Fragment Society
- Formation: December 22, 1812; 212 years ago
- Founded at: Boston, Massachusetts
- Type: Charitable Society
- Purpose: Provide clothing and layettes to needy members of the greater Boston area community.
- Website: www.fragmentsociety.org

= Fragment Society =

American nonprofit organization

The Fragment Society is a charitable women's society, founded in 1812 in Boston and incorporated in 1816.

==Mission and history==
The members of the Fragment Society make and buy clothing to be given to those in need. It is one of the oldest continuously-operating sewing circles in the United States, and the oldest continuous sewing circle in Boston. The first meeting of the Fragment Society was held on October 19, 1812, and the constitution of the organization was adopted during their second meeting, held October 22 of that same year. There were eleven original members of the Fragment Society, six single women and five married women. They chose their name from the parable of Jesus feeding the multitude with loaves of bread and fish, in which Jesus reminds his disciples to leave nothing behind, “to gather up the fragments that remained, that nothing be lost.” Their original aim was to meet the increasing needs of the widows and orphans quickly cropping up in the wake of the War of 1812. Shortly after the founding meetings, the founders of the Society recruited four hundred other members from Boston's leading families, many of whom joined as family groups. In the first year of operation, at least 506 requests for assistance were answered by the Society. Since the beginning, the Fragment Society has been particularly concerned with pregnant women, and adopted the practice of creating layettes for needy mothers.
The Fragment Society was incorporated by the Commonwealth of Massachusetts in 1816. The society celebrated their bicentennial in October 2012.

==Current activities==
The Fragment Society purchases the clothes that they give away as donations, with the exception of layettes, which members sew at meetings. They have been known to occasionally give aid in the form of scholarships or fundraising, but only very rarely. Their charitable efforts are mostly focused on the greater Boston area, but in times of national emergency, their aid work has been more widespread.

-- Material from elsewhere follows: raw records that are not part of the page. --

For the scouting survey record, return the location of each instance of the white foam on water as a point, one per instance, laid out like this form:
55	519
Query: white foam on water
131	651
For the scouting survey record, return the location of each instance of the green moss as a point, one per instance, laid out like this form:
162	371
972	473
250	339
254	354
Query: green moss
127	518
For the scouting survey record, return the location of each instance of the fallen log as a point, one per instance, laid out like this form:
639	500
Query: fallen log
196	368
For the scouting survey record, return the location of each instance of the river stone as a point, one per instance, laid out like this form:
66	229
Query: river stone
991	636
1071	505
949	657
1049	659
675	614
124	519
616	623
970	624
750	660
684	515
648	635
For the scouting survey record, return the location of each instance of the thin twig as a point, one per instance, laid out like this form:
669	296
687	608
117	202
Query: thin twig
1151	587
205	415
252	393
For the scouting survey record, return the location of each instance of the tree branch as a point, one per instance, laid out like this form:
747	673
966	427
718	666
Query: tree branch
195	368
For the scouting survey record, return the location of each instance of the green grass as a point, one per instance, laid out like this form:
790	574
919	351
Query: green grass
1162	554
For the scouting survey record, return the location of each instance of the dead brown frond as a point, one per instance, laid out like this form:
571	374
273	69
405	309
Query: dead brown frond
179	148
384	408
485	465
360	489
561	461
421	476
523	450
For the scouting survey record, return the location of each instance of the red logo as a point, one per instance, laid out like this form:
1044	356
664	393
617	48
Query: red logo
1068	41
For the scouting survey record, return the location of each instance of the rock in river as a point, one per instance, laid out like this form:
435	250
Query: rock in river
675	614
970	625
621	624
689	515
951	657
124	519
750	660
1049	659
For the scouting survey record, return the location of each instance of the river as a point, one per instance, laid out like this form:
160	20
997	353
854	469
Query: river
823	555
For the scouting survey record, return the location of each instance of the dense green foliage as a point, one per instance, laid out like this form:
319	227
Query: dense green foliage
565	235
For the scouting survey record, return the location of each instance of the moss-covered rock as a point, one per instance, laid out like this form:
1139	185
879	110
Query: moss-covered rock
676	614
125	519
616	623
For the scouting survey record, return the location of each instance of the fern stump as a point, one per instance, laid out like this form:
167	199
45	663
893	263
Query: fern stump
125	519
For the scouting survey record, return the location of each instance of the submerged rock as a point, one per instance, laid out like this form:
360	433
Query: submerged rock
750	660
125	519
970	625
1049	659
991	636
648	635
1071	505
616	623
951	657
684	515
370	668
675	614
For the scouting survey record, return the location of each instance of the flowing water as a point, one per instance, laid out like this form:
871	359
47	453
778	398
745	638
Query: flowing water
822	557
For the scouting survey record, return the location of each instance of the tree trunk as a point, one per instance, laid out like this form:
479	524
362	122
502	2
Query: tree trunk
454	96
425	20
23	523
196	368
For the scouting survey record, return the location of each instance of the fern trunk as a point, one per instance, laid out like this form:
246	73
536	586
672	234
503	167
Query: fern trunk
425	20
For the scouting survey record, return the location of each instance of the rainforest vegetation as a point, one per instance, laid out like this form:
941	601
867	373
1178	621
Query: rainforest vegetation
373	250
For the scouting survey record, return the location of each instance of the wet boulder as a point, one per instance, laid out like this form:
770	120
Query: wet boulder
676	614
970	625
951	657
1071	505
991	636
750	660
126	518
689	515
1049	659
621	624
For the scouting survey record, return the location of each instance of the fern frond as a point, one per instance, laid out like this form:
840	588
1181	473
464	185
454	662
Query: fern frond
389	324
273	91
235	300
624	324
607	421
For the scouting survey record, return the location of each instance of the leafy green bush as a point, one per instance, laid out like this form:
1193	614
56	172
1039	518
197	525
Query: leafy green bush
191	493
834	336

Membership in the Fragment Society is relatively limited, and the organization usually consists of about 200 dues-paying members, many of whom are the descendants of past members. The dues paid by members go towards the Society's permanent fund, the interest of which funds much of the Society's charity work. The administration of the Society consists of a president, vice president, secretary, treasurer, and a board of managers. There are five meetings a year.